Yargıtay Kararı 3. Hukuk Dairesi 2010/15595 E. 2010/18709 K. 11.11.2010 T.

YARGITAY KARARI
DAİRE : 3. Hukuk Dairesi
ESAS NO : 2010/15595
KARAR NO : 2010/18709
KARAR TARİHİ : 11.11.2010

MAHKEMESİ :ASLİYE HUKUK (AİLE) MAHKEMESİ

Taraflar arasında görülen nafaka davasının yapılan muhakemesi sonunda mahalli mahkemece verilen hüküm davacı tarafından temyiz edilmiştir.

Y A R G I T A Y K A R A R I

Temyiz isteminin süresi içinde olduğu anlaşıldıktan sonra dosyadaki bütün kağıtlar okunup gereği düşünüldü.
Davacı, davalı olan … oğluna 2008 yılındaki son artış ile 270 lira yardım nafakası ödediğini, davalının 24 yaşında olup, açık öğretimin 2 yıllık bölümüne kayıtlı olduğunu, dolmuşlarda muavinlik yaptığını beyanla yardım nafakasının kaldırılmasını talep ve dava etmiştir.
Davalı, öğrenciliğinin devam ettiğini, nafakaya ihtiyaç bulunduğunu beyanla davanın reddini savunmuştur.
Mahkemece, davalını halen öğrenci olduğunu, gelir getiren bir işi olmadığını, minübüslerdeki para toplama işini, kendisinin taşıma ücreti vermemesi karşılığı yaptığının anlaşıldığını, açık öğretimde olmasının yardım nafakasına engel olmayacağını gerekçe göstererek davanın reddine karar verilmiş, hüküm davacı tarafından temyiz edilmiştir.
TMK 364.md. göre; Herkes yardım etmediği takdirde yoksulluğa düşecek olan üstsoyu ve altsoyuna nafaka vermekle yükümlüdür. Aynı kanunun 365/2.maddesine göre ise; nafaka yükümlüsünün mali gücüne uygun olmalıdır.
Somut olayda; davalı açık öğretim fakültesinin 2 yıllık bölümüne kayıtlı olup, 23 yaşında sağlıklı bir kişidir, annesiyle birlikte kalır ve kira vermemektedir. Okulunun devam mecburiyeti olmayıp yılda 1-2 kez sınava girmeyi gerektirmektedir. Davacı … ise, emekli, 740 lira maaşı olan, 270 lira kira veren ve bakmakla yükümlü olduğu eşi bulunan bir kişidir.
Tarafların koşulları dikkate alındığında, davalının iş bulma ve çalışma imkanı vardır. Bu nedenle sırf yüksek okula kayıtlı olması, süresiz bir yardım nafakasını hak ettiği sonucunu doğurmaz. Bu yorum kanunun lafzına ve amacına uygun olmadığı gibi, hakkaniyete de uygun değildir.
Davacının dava dilekçesindeki kaldırma talebi içinde, indirme talebinin de olduğu kabul edilerek mevcut yardım nafakasından makul bir oranda indirim yapılması gerekirken yazılı şekilde hüküm tesisi doğru olmamış bozmayı gerektirmiştir.

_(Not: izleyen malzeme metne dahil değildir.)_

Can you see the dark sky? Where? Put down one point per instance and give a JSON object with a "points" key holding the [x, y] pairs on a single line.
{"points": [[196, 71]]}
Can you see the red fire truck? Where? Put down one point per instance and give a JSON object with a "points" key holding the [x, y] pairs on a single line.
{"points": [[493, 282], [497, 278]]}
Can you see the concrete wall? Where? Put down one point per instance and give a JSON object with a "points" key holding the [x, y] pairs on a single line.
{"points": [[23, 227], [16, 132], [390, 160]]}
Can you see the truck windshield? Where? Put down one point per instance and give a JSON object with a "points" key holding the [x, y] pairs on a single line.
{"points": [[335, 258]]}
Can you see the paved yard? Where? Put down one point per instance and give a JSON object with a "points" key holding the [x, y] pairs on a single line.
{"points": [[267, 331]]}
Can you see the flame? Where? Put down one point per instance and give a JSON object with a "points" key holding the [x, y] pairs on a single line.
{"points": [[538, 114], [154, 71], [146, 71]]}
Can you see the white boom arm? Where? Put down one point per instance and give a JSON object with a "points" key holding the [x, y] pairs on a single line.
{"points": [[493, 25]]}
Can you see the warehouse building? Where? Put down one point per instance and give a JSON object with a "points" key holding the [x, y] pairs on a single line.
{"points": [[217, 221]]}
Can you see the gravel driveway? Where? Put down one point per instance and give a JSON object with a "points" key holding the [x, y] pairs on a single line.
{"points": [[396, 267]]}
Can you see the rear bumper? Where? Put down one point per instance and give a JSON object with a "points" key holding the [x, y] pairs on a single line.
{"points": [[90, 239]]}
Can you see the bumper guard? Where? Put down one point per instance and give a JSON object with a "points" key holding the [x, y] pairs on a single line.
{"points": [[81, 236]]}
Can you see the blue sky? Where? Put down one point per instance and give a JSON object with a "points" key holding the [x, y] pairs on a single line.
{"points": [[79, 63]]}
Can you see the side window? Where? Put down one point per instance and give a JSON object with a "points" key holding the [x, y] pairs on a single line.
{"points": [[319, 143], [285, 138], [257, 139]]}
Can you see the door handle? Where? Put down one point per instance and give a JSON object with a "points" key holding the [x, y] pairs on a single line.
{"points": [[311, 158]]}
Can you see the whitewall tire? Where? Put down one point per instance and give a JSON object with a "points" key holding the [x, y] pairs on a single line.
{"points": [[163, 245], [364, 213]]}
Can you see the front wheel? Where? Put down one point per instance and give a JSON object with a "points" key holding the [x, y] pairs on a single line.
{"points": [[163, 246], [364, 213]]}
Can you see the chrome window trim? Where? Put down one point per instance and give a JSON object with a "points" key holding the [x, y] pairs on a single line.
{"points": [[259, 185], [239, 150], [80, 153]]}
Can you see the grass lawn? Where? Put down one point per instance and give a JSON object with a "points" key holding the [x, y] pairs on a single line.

Bu itibarla yukarıda açıklanan esaslar gözönünde tutulmaksızın yazılı şekilde hüküm tesisi isabetsiz, temyiz itirazları bu nedenlerle yerinde olduğundan kabulü ile hükmün HUMK.nun 428. maddesi gereğince BOZULMASINA ve peşin alınan temyiz harcının istek halinde temyiz edene iadesine, 11.11.2010 tarihinde oybirliğiyle karar verildi.